¡¡¡¡EFFECTS OF FINANCIAL WOES
Following the bankruptcies of some American investment banks and troubles
within some British banks, Prime Minister Gordon Brown promptly unveiled an
ambitious rescue package in October to mitigate the impact of the credit crunch
on the UK.
The Bank of England also cut rates by 1 percent as expected on Dec. 4 to a
record low 2 percent. Rates may fall closer to zero percent by later next year.
However, the impact of the government's efforts has been greatly undermined
by those financial institutions that have largely failed to respond. Some,
already smarting from record losses, remain unwilling to lend to each other,
other businesses or to pass on interest rate cuts to borrowers.
The IMF expects British banks to lose more than 20 billion pounds, compared
with Japan's 5 billion pounds and China's 1.5 billion pounds.
"Businesses want to conserve their cash. They are very uncertain about how
things are going to develop in the UK over the next 12 months," McWilliams said.
The woes of the financial sector have contributed to the worsening of
unemployment and falling house prices in Britain.
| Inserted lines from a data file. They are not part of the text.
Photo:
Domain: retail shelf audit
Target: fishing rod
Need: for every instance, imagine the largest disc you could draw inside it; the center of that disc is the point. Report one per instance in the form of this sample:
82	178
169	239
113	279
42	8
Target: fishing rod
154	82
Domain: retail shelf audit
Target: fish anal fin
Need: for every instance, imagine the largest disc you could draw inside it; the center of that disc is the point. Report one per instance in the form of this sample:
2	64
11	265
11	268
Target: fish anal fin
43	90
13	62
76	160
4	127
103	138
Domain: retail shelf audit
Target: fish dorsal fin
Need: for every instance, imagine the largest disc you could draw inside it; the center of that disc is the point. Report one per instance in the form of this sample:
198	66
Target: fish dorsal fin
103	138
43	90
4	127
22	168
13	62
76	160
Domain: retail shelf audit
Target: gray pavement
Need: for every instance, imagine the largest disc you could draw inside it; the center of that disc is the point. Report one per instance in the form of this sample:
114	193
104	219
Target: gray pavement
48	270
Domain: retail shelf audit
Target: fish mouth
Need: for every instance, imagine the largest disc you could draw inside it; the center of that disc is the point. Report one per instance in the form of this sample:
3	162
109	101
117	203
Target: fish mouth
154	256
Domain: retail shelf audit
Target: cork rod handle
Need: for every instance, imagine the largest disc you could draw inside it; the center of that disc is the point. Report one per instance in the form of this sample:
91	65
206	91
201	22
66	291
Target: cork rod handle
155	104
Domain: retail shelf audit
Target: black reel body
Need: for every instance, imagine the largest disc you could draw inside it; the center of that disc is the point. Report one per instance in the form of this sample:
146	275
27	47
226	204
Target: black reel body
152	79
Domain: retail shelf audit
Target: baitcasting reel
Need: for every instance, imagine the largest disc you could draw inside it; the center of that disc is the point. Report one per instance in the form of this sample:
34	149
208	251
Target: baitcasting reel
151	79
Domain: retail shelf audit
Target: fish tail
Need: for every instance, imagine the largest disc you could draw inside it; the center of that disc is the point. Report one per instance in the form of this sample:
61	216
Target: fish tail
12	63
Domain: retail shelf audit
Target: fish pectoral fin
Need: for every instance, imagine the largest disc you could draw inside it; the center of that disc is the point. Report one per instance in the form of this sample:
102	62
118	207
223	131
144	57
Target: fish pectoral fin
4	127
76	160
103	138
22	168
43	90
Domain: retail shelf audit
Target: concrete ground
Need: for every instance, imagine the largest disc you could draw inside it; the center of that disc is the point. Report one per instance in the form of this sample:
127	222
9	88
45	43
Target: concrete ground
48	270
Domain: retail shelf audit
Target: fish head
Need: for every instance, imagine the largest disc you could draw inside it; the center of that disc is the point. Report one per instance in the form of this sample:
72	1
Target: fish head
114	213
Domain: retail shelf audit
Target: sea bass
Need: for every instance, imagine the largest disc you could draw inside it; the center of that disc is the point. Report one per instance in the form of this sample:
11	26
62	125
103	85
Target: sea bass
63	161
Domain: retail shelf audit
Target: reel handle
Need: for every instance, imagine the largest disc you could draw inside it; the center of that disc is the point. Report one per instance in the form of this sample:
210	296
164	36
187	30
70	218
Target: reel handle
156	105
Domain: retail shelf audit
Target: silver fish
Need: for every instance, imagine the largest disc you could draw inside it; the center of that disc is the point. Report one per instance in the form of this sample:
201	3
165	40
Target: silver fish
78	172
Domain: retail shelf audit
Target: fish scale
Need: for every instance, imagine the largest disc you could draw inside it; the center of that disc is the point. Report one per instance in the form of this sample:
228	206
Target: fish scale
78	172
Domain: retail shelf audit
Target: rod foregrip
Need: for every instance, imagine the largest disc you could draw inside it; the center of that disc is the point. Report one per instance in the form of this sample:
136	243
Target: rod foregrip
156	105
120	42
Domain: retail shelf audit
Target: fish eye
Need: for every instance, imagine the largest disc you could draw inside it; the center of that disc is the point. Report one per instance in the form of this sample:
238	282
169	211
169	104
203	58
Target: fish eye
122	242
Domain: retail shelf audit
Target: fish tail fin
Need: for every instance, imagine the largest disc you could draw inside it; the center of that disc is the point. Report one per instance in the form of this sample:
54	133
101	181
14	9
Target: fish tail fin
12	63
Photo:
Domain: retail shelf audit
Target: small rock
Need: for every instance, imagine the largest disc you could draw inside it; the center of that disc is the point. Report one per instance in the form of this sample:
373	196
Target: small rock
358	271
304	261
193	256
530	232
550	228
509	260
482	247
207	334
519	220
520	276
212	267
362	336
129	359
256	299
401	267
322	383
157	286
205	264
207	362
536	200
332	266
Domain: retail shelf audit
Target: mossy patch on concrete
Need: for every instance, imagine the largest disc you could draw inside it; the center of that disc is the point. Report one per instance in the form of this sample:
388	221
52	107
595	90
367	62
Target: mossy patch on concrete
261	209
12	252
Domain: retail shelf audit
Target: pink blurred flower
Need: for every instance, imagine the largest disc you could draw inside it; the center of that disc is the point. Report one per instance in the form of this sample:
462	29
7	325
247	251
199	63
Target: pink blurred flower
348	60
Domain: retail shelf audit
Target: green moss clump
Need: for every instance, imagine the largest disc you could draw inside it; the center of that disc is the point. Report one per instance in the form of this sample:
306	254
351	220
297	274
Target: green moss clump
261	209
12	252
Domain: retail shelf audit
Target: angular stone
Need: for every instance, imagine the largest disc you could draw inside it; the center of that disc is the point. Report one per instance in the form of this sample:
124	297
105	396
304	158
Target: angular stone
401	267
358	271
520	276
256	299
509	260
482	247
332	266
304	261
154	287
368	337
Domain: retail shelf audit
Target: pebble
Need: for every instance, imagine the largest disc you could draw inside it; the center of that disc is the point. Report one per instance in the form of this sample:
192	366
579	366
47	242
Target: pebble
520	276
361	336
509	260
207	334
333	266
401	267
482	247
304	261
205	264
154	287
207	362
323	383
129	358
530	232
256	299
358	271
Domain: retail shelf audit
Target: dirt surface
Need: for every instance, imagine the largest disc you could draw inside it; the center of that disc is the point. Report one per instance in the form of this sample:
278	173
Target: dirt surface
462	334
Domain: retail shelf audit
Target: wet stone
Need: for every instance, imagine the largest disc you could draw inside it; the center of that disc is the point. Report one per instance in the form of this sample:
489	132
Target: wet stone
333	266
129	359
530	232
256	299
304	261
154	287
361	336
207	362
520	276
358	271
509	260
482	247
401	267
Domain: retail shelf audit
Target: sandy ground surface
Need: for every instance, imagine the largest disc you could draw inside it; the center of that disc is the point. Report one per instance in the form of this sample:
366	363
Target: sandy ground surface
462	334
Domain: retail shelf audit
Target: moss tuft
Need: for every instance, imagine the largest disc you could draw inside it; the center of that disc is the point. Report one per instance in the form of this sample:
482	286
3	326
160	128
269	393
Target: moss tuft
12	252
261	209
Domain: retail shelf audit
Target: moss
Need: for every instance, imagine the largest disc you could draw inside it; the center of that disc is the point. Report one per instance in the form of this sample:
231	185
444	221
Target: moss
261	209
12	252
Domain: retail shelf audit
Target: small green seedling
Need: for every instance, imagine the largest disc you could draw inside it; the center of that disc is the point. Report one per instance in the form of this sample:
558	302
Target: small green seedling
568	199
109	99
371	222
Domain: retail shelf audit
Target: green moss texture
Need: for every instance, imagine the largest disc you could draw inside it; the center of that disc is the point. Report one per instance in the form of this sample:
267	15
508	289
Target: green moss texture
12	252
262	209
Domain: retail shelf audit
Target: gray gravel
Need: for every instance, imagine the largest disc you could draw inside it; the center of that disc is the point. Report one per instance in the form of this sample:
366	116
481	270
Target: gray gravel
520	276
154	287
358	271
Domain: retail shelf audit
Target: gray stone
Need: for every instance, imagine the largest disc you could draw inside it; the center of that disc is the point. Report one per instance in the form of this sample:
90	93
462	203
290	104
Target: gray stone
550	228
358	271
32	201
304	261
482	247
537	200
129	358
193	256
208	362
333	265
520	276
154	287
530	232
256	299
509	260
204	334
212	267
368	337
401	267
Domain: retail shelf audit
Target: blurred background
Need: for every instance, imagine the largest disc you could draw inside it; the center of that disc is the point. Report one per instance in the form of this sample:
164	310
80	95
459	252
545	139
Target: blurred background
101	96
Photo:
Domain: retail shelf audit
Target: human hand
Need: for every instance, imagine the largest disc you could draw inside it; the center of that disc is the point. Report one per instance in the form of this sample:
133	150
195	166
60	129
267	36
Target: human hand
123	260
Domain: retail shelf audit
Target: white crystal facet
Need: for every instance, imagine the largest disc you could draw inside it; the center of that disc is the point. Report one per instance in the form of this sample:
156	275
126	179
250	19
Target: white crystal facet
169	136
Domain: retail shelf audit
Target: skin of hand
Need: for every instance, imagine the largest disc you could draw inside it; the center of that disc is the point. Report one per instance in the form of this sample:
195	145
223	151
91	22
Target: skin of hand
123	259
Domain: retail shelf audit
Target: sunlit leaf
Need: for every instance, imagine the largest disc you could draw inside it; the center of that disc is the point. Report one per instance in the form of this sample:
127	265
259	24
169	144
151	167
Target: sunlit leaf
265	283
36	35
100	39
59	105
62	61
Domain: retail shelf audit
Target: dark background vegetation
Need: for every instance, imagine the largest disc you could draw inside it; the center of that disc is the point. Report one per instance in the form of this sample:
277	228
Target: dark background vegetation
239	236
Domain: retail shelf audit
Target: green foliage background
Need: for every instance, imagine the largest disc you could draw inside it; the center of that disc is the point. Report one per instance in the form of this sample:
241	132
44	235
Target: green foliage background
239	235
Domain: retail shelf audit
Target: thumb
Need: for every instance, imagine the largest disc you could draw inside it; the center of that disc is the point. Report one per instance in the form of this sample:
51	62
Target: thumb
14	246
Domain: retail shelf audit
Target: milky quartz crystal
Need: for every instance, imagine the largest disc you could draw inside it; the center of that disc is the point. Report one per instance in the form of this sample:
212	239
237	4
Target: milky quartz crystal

Unemployment remains a growing problem in Britain and the number of jobless
is approaching the 2 million mark. About 25,000 workers lost their jobs during
one week in November.
Financial services were among the worst hit, with London inevitably
suffering most. Economists forecast that from the peak of 353,000 in 2007
roughly 62,000 financial services jobs in London will be lost by the end of
2009, putting the industry back where it was in 1998, three years before Enron
and 9/11.
The National Institution of Social and Economic Research (NISER) predicts
the British economy will fall by 1.5 percent in 2009 while unemployment could
hit a high of 2.5 million by 2010.
The British Retail Consortium said that trade in shops and stores had
fallen in consecutive months in October and November for the first time since
its survey began 14 years ago. Total sales were 0.4 percent lower in November
than a year earlier after a 0.1 percent annual decline in October.
"If that (decline in financial investment) continues into next year it will
be very bad news," McWilliams said. "The fall in investment has the potential to
be much bigger than the drop in consumer spending."